The macroeconomic environment globally is a major headwind to be honest. Weakening day-after-day as recession fears continue. Demand Softening from higher Inflation (6.5%) and Unemployment (3.5%) is met with cost cuts. The borrowing costs haven’t been this high since 2007. This makes it more expensive for people to buy cars and decrease spending overall. Bad news for Tesla! Guess why the company cut prices on top-sellers, Model 3 and Model Y, up to 20% creating pressure on profitability. U.S. customers can even claim a federal tax credit worth $7,500 in 2023 which should solidify market share dominance in a tough environment.
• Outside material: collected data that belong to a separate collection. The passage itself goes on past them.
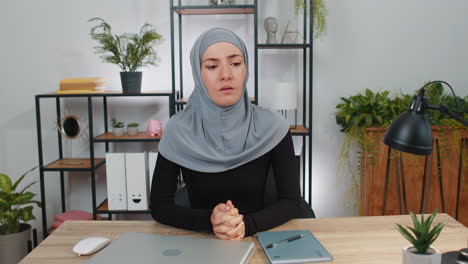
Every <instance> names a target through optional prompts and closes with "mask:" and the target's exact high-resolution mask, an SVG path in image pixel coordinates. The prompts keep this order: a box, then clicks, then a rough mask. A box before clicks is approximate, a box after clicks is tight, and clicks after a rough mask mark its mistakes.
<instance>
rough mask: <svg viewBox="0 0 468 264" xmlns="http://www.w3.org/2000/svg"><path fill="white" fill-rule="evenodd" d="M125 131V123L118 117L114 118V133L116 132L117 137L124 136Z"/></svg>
mask: <svg viewBox="0 0 468 264" xmlns="http://www.w3.org/2000/svg"><path fill="white" fill-rule="evenodd" d="M124 132H125V123H124V122H120V121H119V120H117V119H116V118H112V134H114V135H115V136H116V137H121V136H123V134H124Z"/></svg>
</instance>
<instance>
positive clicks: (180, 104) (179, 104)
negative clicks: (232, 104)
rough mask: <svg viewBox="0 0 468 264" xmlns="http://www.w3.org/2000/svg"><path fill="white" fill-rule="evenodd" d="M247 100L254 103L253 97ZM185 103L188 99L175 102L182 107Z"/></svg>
mask: <svg viewBox="0 0 468 264" xmlns="http://www.w3.org/2000/svg"><path fill="white" fill-rule="evenodd" d="M249 99H250V101H251V102H255V97H249ZM187 102H188V98H181V99H177V100H176V104H178V105H183V104H186V103H187Z"/></svg>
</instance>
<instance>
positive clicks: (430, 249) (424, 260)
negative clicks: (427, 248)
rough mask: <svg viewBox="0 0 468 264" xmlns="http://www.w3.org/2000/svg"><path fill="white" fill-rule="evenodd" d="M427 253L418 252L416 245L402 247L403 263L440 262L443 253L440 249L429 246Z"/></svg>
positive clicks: (411, 263) (427, 262) (406, 263)
mask: <svg viewBox="0 0 468 264" xmlns="http://www.w3.org/2000/svg"><path fill="white" fill-rule="evenodd" d="M427 252H428V253H426V254H420V253H417V250H416V248H415V247H414V246H412V245H410V246H407V247H404V248H403V249H402V257H403V264H440V263H442V254H441V253H440V251H439V250H437V249H435V248H432V247H429V248H428V249H427Z"/></svg>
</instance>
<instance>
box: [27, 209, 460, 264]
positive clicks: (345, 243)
mask: <svg viewBox="0 0 468 264" xmlns="http://www.w3.org/2000/svg"><path fill="white" fill-rule="evenodd" d="M444 220H447V225H446V226H445V228H444V229H443V231H442V233H441V235H440V236H439V238H438V239H437V241H436V242H435V243H434V246H435V247H436V248H438V249H439V250H441V251H442V252H447V251H453V250H459V249H461V248H464V247H467V246H468V244H467V243H468V228H466V227H465V226H463V225H462V224H460V223H459V222H457V221H456V220H455V219H453V218H452V217H450V216H449V215H447V214H440V215H438V216H437V218H436V220H435V222H436V223H438V222H439V221H444ZM395 223H400V224H403V225H411V218H410V216H408V215H404V216H361V217H345V218H321V219H295V220H291V221H289V222H287V223H286V224H284V225H281V226H279V227H277V228H274V229H273V230H292V229H309V230H310V231H312V233H313V234H314V235H315V236H316V237H317V238H318V239H319V240H320V241H321V242H322V244H323V245H324V246H325V248H327V249H328V250H329V252H330V253H331V254H332V255H333V257H334V262H333V263H334V264H339V263H346V264H349V263H353V264H356V263H369V264H370V263H372V264H378V263H391V264H395V263H401V249H402V248H403V247H404V246H406V245H408V244H409V242H408V241H406V240H405V239H404V238H403V237H402V236H401V235H400V233H398V232H397V231H396V230H395ZM124 232H141V233H155V234H166V235H183V236H193V237H204V238H214V236H213V235H210V234H202V233H197V232H192V231H187V230H182V229H176V228H173V227H169V226H165V225H161V224H158V223H156V222H152V221H67V222H65V223H64V224H62V225H61V226H60V227H59V228H58V229H57V230H56V231H54V232H53V233H52V234H51V235H50V236H49V237H47V239H45V240H44V241H43V242H42V243H41V244H40V245H39V246H38V247H37V248H35V249H34V250H33V251H32V252H31V253H30V254H29V255H28V256H26V257H25V258H24V259H23V260H22V261H21V262H20V263H48V264H50V263H60V264H62V263H84V262H85V261H86V260H87V259H88V258H89V257H78V256H77V255H76V254H74V253H73V252H72V247H73V245H74V244H75V243H76V242H78V241H79V240H80V239H82V238H85V237H88V236H104V237H109V238H111V239H116V238H118V237H119V236H120V235H121V234H122V233H124ZM245 240H250V241H254V242H255V246H256V248H255V252H254V255H253V257H252V259H251V261H250V264H258V263H268V260H267V259H266V257H265V256H264V253H263V251H262V249H261V248H260V246H259V244H258V242H257V240H256V239H255V237H248V238H245ZM220 263H221V262H220Z"/></svg>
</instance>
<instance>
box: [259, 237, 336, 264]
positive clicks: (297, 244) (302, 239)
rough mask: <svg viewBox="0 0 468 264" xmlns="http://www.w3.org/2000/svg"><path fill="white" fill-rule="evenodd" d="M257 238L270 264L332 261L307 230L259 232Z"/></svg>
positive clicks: (320, 246)
mask: <svg viewBox="0 0 468 264" xmlns="http://www.w3.org/2000/svg"><path fill="white" fill-rule="evenodd" d="M257 238H258V242H260V245H261V246H262V248H263V251H264V252H265V255H266V256H267V258H268V260H269V261H270V263H271V264H282V263H311V262H327V261H333V257H332V255H330V253H329V252H328V251H327V250H326V249H325V247H323V245H322V244H321V243H320V241H318V239H317V238H316V237H315V236H314V235H313V234H312V233H311V232H310V231H309V230H289V231H274V232H259V233H257Z"/></svg>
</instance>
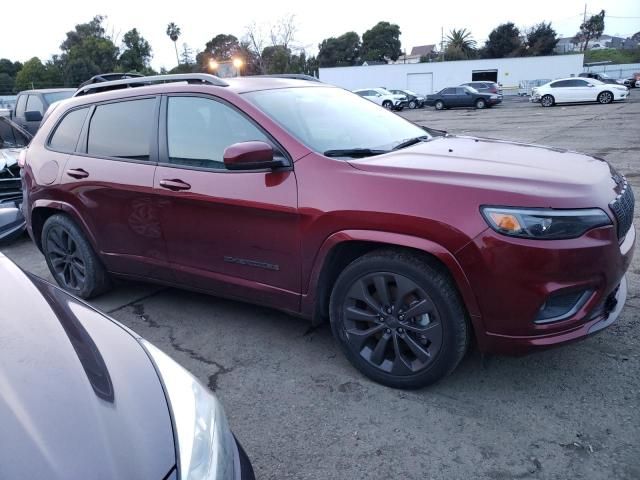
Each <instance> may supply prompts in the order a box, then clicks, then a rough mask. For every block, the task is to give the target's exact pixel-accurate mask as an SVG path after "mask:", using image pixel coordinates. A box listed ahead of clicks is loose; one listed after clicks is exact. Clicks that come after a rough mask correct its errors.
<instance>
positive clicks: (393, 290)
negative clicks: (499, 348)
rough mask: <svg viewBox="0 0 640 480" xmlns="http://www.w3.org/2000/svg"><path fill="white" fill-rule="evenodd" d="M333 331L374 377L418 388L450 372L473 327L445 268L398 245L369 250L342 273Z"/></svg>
mask: <svg viewBox="0 0 640 480" xmlns="http://www.w3.org/2000/svg"><path fill="white" fill-rule="evenodd" d="M330 312H331V315H330V316H331V329H332V331H333V334H334V336H335V338H336V339H337V340H338V342H339V343H340V346H341V348H342V350H343V351H344V352H345V354H346V356H347V358H348V359H349V361H350V362H351V363H352V364H353V365H354V366H355V367H356V368H357V369H358V370H360V371H361V372H362V373H363V374H364V375H366V376H368V377H370V378H371V379H373V380H375V381H376V382H380V383H382V384H384V385H387V386H390V387H396V388H419V387H423V386H426V385H429V384H432V383H434V382H436V381H438V380H439V379H441V378H442V377H444V376H446V375H448V374H449V373H450V372H452V371H453V370H454V369H455V367H456V366H457V365H458V363H459V362H460V360H461V359H462V357H463V356H464V353H465V351H466V349H467V345H468V342H469V327H468V325H467V319H466V314H465V311H464V308H463V306H462V303H461V301H460V299H459V298H458V295H457V291H456V288H455V286H454V285H453V283H452V281H451V279H450V278H449V276H448V275H447V273H446V272H445V271H444V270H443V268H442V267H440V266H439V265H436V264H432V263H430V262H428V261H425V260H424V259H422V258H420V257H418V256H414V255H411V254H407V253H404V252H398V251H393V250H382V251H377V252H372V253H370V254H367V255H365V256H363V257H361V258H359V259H357V260H355V261H354V262H353V263H351V264H350V265H349V266H348V267H347V268H346V269H345V270H344V271H343V272H342V273H341V274H340V276H339V277H338V280H337V281H336V284H335V286H334V288H333V291H332V293H331V301H330Z"/></svg>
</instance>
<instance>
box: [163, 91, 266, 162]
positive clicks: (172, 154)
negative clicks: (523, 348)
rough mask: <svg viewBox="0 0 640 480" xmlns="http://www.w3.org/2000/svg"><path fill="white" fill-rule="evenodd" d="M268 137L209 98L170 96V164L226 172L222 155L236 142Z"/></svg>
mask: <svg viewBox="0 0 640 480" xmlns="http://www.w3.org/2000/svg"><path fill="white" fill-rule="evenodd" d="M251 140H261V141H263V142H267V143H269V144H271V141H270V140H269V139H268V138H267V136H266V135H265V134H264V133H262V132H261V131H260V130H259V129H258V127H256V126H255V125H254V124H253V123H251V122H250V121H249V120H248V119H247V118H246V117H244V116H243V115H241V114H240V113H238V112H237V111H235V110H234V109H232V108H231V107H229V106H227V105H225V104H223V103H221V102H218V101H215V100H211V99H207V98H200V97H170V98H169V101H168V106H167V147H168V152H169V163H174V164H177V165H187V166H192V167H200V168H210V169H214V170H224V169H225V166H224V161H223V153H224V151H225V149H226V148H227V147H228V146H229V145H232V144H234V143H238V142H248V141H251Z"/></svg>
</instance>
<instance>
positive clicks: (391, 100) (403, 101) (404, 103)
mask: <svg viewBox="0 0 640 480" xmlns="http://www.w3.org/2000/svg"><path fill="white" fill-rule="evenodd" d="M353 93H356V94H358V95H360V96H361V97H363V98H366V99H367V100H371V101H372V102H374V103H377V104H378V105H382V106H383V107H384V108H386V109H388V110H402V109H403V108H404V107H406V106H407V97H406V96H404V95H396V94H393V93H391V92H390V91H389V90H386V89H384V88H362V89H360V90H354V91H353Z"/></svg>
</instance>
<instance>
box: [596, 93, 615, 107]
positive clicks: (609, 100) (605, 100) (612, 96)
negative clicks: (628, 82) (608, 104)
mask: <svg viewBox="0 0 640 480" xmlns="http://www.w3.org/2000/svg"><path fill="white" fill-rule="evenodd" d="M611 102H613V94H612V93H611V92H601V93H600V95H598V103H601V104H603V105H606V104H607V103H611Z"/></svg>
We shall see!

Where’s the Value?

The Top Automakers industry average P/E Ratio (TTM) is 10.1, while Tesla’s is 41.35. That’s expensive! Forward P/E is 27.7x nonetheless. A Drawdown to $89 would imply a P/E Ratio (TTM) of 25.57x. Still at a premium to the market currently at 20.89x and with a healthier growth story. I believe that it will still maintain a premium valuation versus the industry but Musk will have to name a CEO of Twitter, provide accurate guidance on earnings, and hold his promise to not sell anymore stock for the foreseeable future. It is important to understand these implications in order to make informed decisions in an ever-changing economic landscape.

Q4 2022 Earnings Reaction

Today, Tesla’s Earnings report released. Announcing record revenue at $24.32 Billion and beat on earnings of $1.19/share. However, automotive gross margins were reported to have come in lower at 25.9%, the lowest figure in the last five quarters. The company forecasting 1.8 Billion Vehicle Deliveries for FY2023 versus 1.3 Billion FY2022. Remember I said Tesla needed to provide accurate guidance? Well, that’s only about 38% growth despite guiding to 50% for the full year. If the company senses demand waning, for reasons we spoke about at the beginning of this article, then that could result in the company cutting guidance further and send the stock lower. Buyer beware!